• Drug Shortage Prevention Act Seeks to Improve Communication and Expedite Review of Drugs in Shortage
  • February 7, 2012 | Author: Kurt R. Karst
  • Law Firm: Hyman, Phelps & McNamara, P.C. - Washington Office
  • Earlier this week, Representatives John Carney (D-DE) and Larry Bucshon (R-IN) introduced H.R.3839, the “Drug Shortage Prevention Act,” which, according to its sponsors, is intended to bring “more efficiency to the manufacturing and distribution processes” and to require “FDA to take action to prevent drug shortage problems before they begin impacting patients.”  The bill is the latest action plan to address the increasing problem of drug shortages.  Last year saw the introduction of the “Preserving Access to Life-Saving Medications Act of 2011” (S. 296, H.R. 2245), an Executive Order from President Obama, and an interim final rule from FDA to make better use of its existing shortage-related authority under the FDC Act among other things.  The topic of drug shortages is expected to be raised next week at the House Energy and Commerce Committee hearing on generic drug and biosimilar user fees.

    H.R.3839 would amend the FDC Act to add § 506D to require FDA to develop and make publicly available two lists of products: (1) a National Critical Drug List; and (2) a National Critical Drug Shortage List.  The bill does not actually define the terms “critical drug” or “critical drug shortage.”  Rather, FDA would be required to solicit stakeholder input through a public hearing or public docket to define the terms.  The bill does state what information should be included in each list, such as (for the shortage list) an indication of the severity of the shortage, the reason for the shortage, and identification of alternative therapies.

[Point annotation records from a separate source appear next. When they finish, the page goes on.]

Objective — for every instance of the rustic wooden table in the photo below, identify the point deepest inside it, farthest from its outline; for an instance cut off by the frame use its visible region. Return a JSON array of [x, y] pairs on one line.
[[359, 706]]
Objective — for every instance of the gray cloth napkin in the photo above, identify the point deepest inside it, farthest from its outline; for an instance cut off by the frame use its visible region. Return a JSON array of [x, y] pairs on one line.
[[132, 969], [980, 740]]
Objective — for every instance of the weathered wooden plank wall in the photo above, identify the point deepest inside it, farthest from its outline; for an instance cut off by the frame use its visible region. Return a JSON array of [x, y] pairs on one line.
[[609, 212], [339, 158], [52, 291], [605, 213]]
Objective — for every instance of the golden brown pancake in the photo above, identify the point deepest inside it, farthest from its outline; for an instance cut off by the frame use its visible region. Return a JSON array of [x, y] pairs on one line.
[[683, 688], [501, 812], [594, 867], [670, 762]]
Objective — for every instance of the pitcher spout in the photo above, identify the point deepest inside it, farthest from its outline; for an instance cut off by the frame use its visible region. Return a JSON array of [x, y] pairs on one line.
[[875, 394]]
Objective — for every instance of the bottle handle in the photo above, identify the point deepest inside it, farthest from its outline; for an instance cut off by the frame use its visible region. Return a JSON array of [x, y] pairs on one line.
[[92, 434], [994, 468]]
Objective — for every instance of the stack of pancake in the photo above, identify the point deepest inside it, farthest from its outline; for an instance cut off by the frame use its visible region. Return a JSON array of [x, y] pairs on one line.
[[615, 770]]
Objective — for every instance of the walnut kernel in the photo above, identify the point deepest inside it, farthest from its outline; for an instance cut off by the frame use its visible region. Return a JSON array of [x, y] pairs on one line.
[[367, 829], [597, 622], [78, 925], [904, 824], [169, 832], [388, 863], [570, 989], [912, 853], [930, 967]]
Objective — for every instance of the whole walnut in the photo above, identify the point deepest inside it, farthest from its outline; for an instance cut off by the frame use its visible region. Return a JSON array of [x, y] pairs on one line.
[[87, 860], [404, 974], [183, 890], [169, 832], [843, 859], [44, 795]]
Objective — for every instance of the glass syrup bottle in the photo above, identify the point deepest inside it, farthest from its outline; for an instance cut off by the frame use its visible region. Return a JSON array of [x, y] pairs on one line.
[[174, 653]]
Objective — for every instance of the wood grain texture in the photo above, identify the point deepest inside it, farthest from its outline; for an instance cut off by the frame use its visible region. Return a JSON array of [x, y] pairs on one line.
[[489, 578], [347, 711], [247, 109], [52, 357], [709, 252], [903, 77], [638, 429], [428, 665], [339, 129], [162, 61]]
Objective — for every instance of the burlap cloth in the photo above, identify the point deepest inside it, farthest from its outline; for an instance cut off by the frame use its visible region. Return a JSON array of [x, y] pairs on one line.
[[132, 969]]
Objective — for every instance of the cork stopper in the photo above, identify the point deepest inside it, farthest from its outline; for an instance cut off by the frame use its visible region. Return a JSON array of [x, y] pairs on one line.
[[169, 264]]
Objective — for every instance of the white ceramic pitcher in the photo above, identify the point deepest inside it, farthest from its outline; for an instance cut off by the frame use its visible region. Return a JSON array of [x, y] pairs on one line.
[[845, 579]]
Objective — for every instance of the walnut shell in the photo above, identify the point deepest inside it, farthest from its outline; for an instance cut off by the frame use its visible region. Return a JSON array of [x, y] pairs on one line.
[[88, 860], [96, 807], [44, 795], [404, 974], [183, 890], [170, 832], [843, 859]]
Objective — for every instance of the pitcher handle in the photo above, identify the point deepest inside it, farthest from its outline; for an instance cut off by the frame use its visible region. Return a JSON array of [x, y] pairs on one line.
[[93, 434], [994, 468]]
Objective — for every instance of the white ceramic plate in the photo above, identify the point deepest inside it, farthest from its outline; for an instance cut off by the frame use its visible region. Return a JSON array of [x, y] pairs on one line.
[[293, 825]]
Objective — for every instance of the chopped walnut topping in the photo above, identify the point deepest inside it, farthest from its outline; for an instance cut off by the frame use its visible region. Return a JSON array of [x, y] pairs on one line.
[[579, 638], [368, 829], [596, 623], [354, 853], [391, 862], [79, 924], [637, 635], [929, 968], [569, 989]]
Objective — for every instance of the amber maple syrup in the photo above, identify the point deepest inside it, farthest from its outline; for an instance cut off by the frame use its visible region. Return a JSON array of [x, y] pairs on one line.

    FDA would be required to expedite its review of NDAs and ANDAs seeking approval of a “critical drug” and any request by the sponsor of a critical drug to approve a change to the manufacturing process, manufacturing facility, or to add an alternate active pharmaceutical ingredient supplier.  “In expediting the review of applications and requests . . . [FDA] shall not unnecessarily delay the review of applications and requests for drugs and biological products that are not critical drugs.”  In addition, the bill would require the HHS Secretary to conduct a study on the feasibility of creating a national contingency plan to address critical drug shortages, including the possible creation of a Federal stockpile of critical drugs or the expansion of an existing Federal stockpile of drugs to include critical drugs for such purpose.

    The Drug Shortage Prevention Act also requires FDA to notify the DEA of any critical drug on the critical drug shortage list that is a controlled substance, and permits the Attorney General to allow for the determination of whether or not it is appropriate to increase a controlled substance quota to address the shortage.